A Time of Forgiving: A Christmas Musical has four performances. The remaining performances are Tues., Dec. 18th at Mountain View High School in Orem, and then Fri. and Sat. evening Dec. 21-22 at Kingsbury Hall in Salt Lake City. Go to the website for ticket information.
Paul “Cactus Jack” LAMARR is a name like Crocodile Dundee. You just know there is a story there somewhere. There is, and instead of keeping it to himself, the talented musician, singer and writer who calls himself just a “dumb carpenter” from Australia has created a new Christmas musical that he hopes will become a tradition.
Called “A Time of Forgiving”, Cactus wrote the musical to teach that everyone is worth redemption, no matter who they are. He says it’s his life story and more. “A lot of the scenes are based on my life,” he said. “Some of the scenes I’ve changed to protect my family, but what I hope to do is share the danger of prejudgment. We’re all guilty of that in some shape or form.
“This play is also my opportunity to share my testimony, which I don’t often get the chance to do.” Cactus is a Latter-day Saint but with his shaggy hair and beard, to some he may not look the part.
The play begins on Christmas Eve. Joshua and Laura have been married 15 years, and this is a night that has been significant for them. They met on Christmas Eve; they have a daughter who was born on this night, and now 12 hours before the musical begins, they have separated and he is not coming back.
Laura has been able to handle life as long as everybody else thinks that things are perfect, and, indeed, Joshua has been a jerk. By the end of the first act, it seems to the audience that Joshua is not redeemable.
Cactus says, “Remorse is different than guilt. Guilt causes people to hide, blame, avoid and judge. Remorse is taking ownership of what you’ve done, accepting the fact that no matter what you do, you have no right expecting anything from anyone else that you’ve hurt.

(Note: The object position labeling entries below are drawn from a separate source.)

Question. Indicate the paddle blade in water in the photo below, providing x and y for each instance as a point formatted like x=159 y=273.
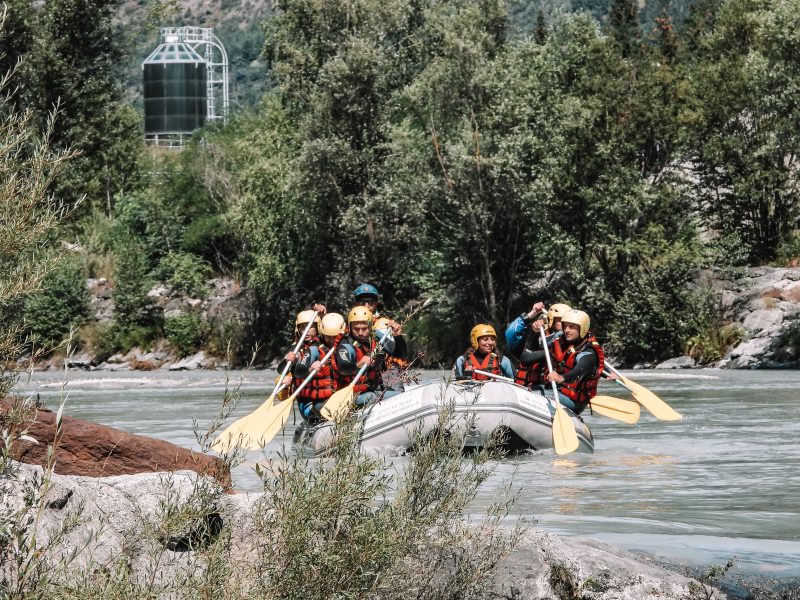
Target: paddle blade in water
x=660 y=409
x=565 y=438
x=338 y=404
x=616 y=408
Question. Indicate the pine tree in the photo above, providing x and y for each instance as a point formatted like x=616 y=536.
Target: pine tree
x=623 y=25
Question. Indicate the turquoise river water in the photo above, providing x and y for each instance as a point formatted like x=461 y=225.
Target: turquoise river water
x=723 y=482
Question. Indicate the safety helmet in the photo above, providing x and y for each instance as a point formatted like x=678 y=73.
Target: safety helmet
x=479 y=331
x=579 y=318
x=381 y=323
x=365 y=289
x=359 y=314
x=332 y=325
x=305 y=316
x=556 y=311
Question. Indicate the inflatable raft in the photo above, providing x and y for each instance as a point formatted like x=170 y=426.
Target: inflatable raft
x=390 y=426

He said, “There is integrity in saying, I’ve messed up.’ Remorse requires you to understand that you can’t fix this on your own, and that you need your Savior.”
Cactus tears up as he talks about the creation of his play. “It’s hard to relive this stuff,” he admits. Still, there is nothing down about this play. It’s got magic and travel to the past, and music that is both new takes on old Christmas favorites and originals. Here are a couple of samples:
– Hark the Herald Angels Sing
– Away in a Manger
He is originally from Utah, but he left in 1988 for Australia and didn’t come back until 2007, and for all intents and purposes he seems like an Aussie. Two years ago he had a life-changing moment when he decided he was going to sell everything he owned, come back to Utah and begin to do the thing he always wanted to do-to start his music career. He was self-taught in violin, piano, and guitar.
He hired a cabin in Park City where he could create a music studio with a grand piano, violin and guitar and began composing. Last year on Dec. 1, he visited Deseret Book with his own CD of Christmas songs. They told him it was much too late in the season for him to get into the system, so he said he walked to Temple Square, a place he likes to frequent for inspiration and solace.
Debbie Simmons, an executive there, called him while he was still there with a changed mind after she had listened to his work. “We’ll take 2,000 copies now,” she said. His album “That First Night: A Christmas Collection” jumped to number 1 on the Christmas list and by April he had delivered another CD called “A Carpenter’s Hymns”. He went on a 22-state tour
This gave him the boost to write his Christmas musical with the aim of making it a Christmas tradition. What he hopes is that the product is not the musical, but that life-changing moment in the audience’s seats when they feel the power of a character’s redemption.
Cactus says, “I’m 46 years old. Two years ago I made a change. If I can do it, you can do it.